2024-06-12 15:36:40 | エッセイ・雑文(韓国・朝鮮関係以外)
他者と接して初めて自分が見えてくる(上)

「アイデンティティ」って何なの?

 さあ、始まるよー、席についてー。
 さてと、今日はいきなり難しい言葉について説明するところから始めます。どう難しいかというと、実はぼく自身もよく分かってないというレベルなんですよ、ハハハ(汗)。それで教えられるのかと言われそうですが、そこは「努力します」ということで・・・。これ、言い訳には便利な言葉だねー。テヘヘ、今日は暑いなー。
 で、その言葉なんですが、「アイデンティティ」という英語なんだけど、ずいぶん前からけっこうふつうに使われるようになってますね。あ、「アイデンティティー」と最後を伸ばしてもOKですよ。ところで、皆さんはこの言葉知ってましたか?
 え、お笑い芸人だって? 二人組の? ふうん、知らなかったな。そこまで一般的になってるんだねー。
 じゃあ会話の中でふつうに使ってる・・・というレベル、まではいかないですか?
 ぼくがこの言葉を最初に知ったのは高校時代。ということは、んー・・・ずいぶん昔ですよ。たしか倫理の授業で・・・。いや当時は倫理社会、略して倫社と言ってたね。今オジイサンから「オマエはリンシャをちゃんとベンキョーせんとあかんゾ」と言われても分からんだろなー。
 その高校の頃のリンシャの教科書でアイデンティティーがどんな日本語で説明されていたかというと「自我同一性」ですよ。または「自己同一性」。この用語は今も倫理用語集にありますね。しかし自我同一性と聞いて「そうか、なーるほど」とうなづく日本人がいるかねー? ぼくも分からなかったし、その後何十年経った今も分かりません。今の日本人も分からないからみんなアイデンティティというカタカナ語のまま使っているんでしょうね。
 同じアイデンティティという言葉を韓国ではチョンチェソン(정체성)、つまり「正体性」と言ってます。ぼくはコチラの方がずーっと良い訳し方だと思います。要は自分自身が一体何者なのかということを心の奥底でどのように認識しているかということですからねー。
 人間に化けた妖怪に「おまえの正体は何だっ?」と問いをぶつけると「フッフッ、ばれちゃあしょうがねーや」と笑いながらタヌキが正体を現す場面がアタマに浮かびますが、そんなようなものですよ。ん? タヌキは自分のことタヌキだという自己認識はあるのかな? ミミズなんかはなさそうか? 飼い犬は自分も家族の一員と思ってるのか? それとも・・・。フーム、動物のアイデンティティもおもしろそうだけど、まあ興味のある人は将来研究してごらんなさい。
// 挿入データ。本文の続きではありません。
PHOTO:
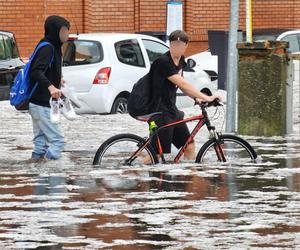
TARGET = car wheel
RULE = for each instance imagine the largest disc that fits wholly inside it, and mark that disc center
(120, 106)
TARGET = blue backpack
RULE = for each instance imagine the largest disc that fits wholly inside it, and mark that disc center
(21, 91)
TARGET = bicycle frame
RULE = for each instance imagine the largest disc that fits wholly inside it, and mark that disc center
(202, 120)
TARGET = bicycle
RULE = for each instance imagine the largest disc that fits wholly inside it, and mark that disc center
(127, 149)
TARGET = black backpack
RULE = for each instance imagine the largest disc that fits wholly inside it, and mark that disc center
(140, 98)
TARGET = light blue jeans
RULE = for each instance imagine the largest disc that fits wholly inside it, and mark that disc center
(48, 140)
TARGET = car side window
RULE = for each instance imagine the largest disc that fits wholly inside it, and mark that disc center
(154, 49)
(80, 52)
(129, 52)
(293, 42)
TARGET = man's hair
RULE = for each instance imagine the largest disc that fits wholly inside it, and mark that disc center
(179, 35)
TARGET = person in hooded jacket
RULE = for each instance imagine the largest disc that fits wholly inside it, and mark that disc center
(48, 140)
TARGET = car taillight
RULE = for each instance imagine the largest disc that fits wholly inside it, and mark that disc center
(102, 76)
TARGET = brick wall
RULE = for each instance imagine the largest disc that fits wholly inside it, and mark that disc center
(26, 18)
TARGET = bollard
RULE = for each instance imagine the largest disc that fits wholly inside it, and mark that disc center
(262, 72)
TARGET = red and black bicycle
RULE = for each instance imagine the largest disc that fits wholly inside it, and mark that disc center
(130, 149)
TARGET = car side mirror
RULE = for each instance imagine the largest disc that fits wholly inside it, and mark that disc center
(190, 64)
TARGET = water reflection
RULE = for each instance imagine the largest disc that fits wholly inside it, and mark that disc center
(157, 207)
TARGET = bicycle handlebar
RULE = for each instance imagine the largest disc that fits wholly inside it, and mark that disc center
(214, 103)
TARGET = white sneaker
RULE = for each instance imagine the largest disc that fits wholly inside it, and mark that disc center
(70, 93)
(54, 111)
(67, 108)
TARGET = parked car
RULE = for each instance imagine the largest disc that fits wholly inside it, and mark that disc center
(102, 68)
(10, 63)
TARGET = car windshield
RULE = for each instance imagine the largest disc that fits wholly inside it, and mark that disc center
(81, 52)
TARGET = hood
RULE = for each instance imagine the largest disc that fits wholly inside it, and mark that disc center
(52, 27)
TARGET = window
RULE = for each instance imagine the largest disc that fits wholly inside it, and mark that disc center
(293, 42)
(154, 49)
(129, 52)
(80, 52)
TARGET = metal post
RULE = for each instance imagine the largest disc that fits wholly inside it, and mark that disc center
(249, 21)
(231, 82)
(289, 97)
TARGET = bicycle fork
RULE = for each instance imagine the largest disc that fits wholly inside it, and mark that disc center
(218, 144)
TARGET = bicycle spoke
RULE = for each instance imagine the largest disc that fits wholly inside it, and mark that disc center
(118, 152)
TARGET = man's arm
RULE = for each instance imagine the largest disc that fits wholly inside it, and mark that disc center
(190, 89)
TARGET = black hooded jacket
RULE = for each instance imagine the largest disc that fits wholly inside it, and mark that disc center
(40, 71)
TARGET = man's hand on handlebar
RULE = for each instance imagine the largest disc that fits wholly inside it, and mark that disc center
(208, 99)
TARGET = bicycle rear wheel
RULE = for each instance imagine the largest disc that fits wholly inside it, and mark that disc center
(117, 150)
(229, 149)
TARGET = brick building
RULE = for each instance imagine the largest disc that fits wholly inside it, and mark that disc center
(26, 18)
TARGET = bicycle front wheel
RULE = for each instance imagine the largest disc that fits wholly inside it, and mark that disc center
(228, 149)
(118, 151)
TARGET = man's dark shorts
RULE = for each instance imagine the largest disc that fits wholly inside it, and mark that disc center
(176, 135)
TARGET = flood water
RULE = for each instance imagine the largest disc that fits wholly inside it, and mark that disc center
(70, 204)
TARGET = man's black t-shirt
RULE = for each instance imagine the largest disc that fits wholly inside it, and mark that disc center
(164, 91)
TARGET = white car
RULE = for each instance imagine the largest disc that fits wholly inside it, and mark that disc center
(103, 67)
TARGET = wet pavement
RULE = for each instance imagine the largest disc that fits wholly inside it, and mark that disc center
(70, 204)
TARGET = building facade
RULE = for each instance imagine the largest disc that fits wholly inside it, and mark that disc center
(26, 18)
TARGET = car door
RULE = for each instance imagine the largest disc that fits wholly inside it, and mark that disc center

 このアイデンティティという用語が広まったのは、アメリカの精神分析学者エリクソンが青年期の発達課題を説明する際に用いて1960年代頃から広く知られるようになって、その後意味も広がっていったようです。
 倫理の教科書のアイデンティティ関係のページにはアイデンティティ・クライシス、つまり「アイデンティティの危機」という用語も出てきます。生まれてからずっと自分の周囲のことを学習しながら適応することに懸命に生きてきたのが、成長して学校などで新しい人間関係もできて、外の社会についての知識も広がる中で自分を見失ってしまうことを指す言葉です。フランスの啓蒙思想家ルソーは著書『エミール』で人が青年期を迎える頃のその自己のめざめを「第二の誕生」と呼んだ、といったことも教科書に載ってます。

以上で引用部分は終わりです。